Much is made of a supposed analogy between the plight in which the appellant finds itself and that of public utilities subjected to maximum rates that do not yield a fair return. But the analogy, when scrutinized, is seen to be unreal. A public utility in such circumstances has no outlet of escape. If it is running its business with reasonable economy, it must break the law or bleed to death. But that is not the alternative offered where the law prescribes a minimum. An outlet is then available to the regulated business, an outlet that presumably will be utilized whenever use becomes expedient. If the price is not raised, the reason must be that efficient operators find that they can get along without a change. Either that must be so, or else, as was pointed out in the opinion below, the industry will perish. The bill does not suggest that such a catastrophe is imminent. True, of course, it is that the weaker members of the group (the marginal operators or even others above the margin)may find themselves unable to keep pace with the stronger, but it is their comparative inefficiency, not tyrannical compulsion, that makes them laggards in the race. Whether a wise statecraft will favor or condemn this exaltation of the strong is a matter of legislative policy with which courts are not concerned. To pass judgment on it, there is need that the field of vision be expanded to take in all the contestants in the race for economic welfare, and not some of them only. The small dealer may suffer, but the small producer may be helped, and an industry vital to the state thus rescued from extinction. Such, at any rate, is the theory that animates the statute, if we look to the official declaration of the purpose of its framers. Nebbia v. People of State of New York, supra, pages 515, 516 of 291 U.S., 54 S.Ct. 505. The question is not for us whether the workings of the law have verified the theory or disproved it. At least, a law so animated is rescued from the reproach of favoritism for the powerful to the prejudice of the lowly. If the orders made thereunder are not arbitrary fiats, the courts will stand aloof.

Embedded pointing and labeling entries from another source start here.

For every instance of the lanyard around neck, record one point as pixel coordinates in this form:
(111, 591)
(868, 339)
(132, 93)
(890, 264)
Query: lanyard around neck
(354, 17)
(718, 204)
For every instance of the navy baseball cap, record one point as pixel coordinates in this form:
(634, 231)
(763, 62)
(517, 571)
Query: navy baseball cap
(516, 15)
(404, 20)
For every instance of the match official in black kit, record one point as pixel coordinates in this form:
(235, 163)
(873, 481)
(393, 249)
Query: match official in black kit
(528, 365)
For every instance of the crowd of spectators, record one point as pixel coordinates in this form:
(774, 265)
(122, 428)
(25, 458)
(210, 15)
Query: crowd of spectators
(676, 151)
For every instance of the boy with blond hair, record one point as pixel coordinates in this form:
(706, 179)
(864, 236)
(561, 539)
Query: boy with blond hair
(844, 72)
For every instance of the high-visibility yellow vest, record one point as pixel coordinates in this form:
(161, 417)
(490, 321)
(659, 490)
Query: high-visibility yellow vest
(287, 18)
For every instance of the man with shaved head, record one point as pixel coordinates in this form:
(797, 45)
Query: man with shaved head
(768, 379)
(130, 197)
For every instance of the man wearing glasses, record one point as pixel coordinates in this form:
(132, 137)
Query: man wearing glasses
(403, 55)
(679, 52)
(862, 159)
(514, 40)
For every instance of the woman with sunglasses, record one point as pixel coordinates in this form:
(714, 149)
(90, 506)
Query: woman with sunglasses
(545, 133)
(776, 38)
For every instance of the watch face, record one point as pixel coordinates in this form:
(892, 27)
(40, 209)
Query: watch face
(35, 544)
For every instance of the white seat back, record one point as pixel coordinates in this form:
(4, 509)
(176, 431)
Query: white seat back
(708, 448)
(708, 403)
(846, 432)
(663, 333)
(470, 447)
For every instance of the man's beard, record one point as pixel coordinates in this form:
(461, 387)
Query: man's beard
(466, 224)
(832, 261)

The statute (N.Y. Laws 1933, c. 158, § 312(d, f) contains provisions whereby a dealer dissatisfied with any administrative order may be heard in opposition, or may apply to the board afterwards to modify its ruling. This is an administrative remedy which in the one form or the other the appellant should have utilized before resorting to a suit. P. F. Petersen Baking Co. v. Bryan, 290 U.S. 570, 575, 54 S.Ct. 277, 78 L.Ed. 505, 90 A.L.R. 1285. There is no statement that it did so.
The decree should be affirmed.
Mr. Justice SUTHERLAND concurs in the result.
The Act of 1933 has been amended and continued by Laws of 1934, c. 126.
'If a allowances are made for the additional milk which, because of the tightening-up of the classification for Class 1 milk occurring on February 16, 1934 must be included in Class 1, the milk dealers' spread at this time is approximately 0.12 cents per quart greater than it was just before the Board was created.'
This statement in the report is followed by schedules which contain supporting data.